Diverso è il caso delle startup, in gran parte native digitali, che hanno come focus d’attività piattaforme cloud di business intellicence, applicazioni mobili ed altri servizi ad alto contenuto tecnologico in logica b2b e/o b2c. Ad oggi si avvantaggiano di agevolazioni fiscali, deroghe al diritto societario e una disciplina particolare nei rapporti di lavoro nell’impresa. Ma la sfida che abbiamo di fronte richiede di più, creando condizioni ancora più favorevoli per partner e investitori, e che non abbiano il sapore del sussidio e dell’eccezionalità.

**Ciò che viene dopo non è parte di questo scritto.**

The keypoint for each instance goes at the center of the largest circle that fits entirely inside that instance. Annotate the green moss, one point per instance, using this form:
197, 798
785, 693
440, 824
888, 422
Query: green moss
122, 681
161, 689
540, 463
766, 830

Di questo parleremo il prossimo 16 luglio a Firenze nei tre panel sulle potenzialità del cloud computing, sulla capacità di generare valore con i dati e sulla nuova cultura d’impresa che deve permeare il nostro sistema imprenditoriale. Siamo pronti a fare ciò? Sul lato dell’offerta la risposta è affermativa. Possiamo mettere in campo know-how, progettualità e competenze, possiamo intervenire a livello settoriale e territoriale ed abbiamo maturato esperienze, anche a livello internazionale, che ci consentono elevate capacità propositive e realizzative. Possiamo ampliare le opportunità delle imprese di tutti i settori attraverso l’uso dell’Ict, lungo tutte le filiere produttive, nel supporto informativo, nella comunicazione e nel marketing, nella commercializzazione, nell’assistenza postvendita, ecc.. Possiamo promuovere l’internazionalizzazione e il made in Italy tecnologico.

È importante farlo, è possibile farlo ed è necessario farlo adesso.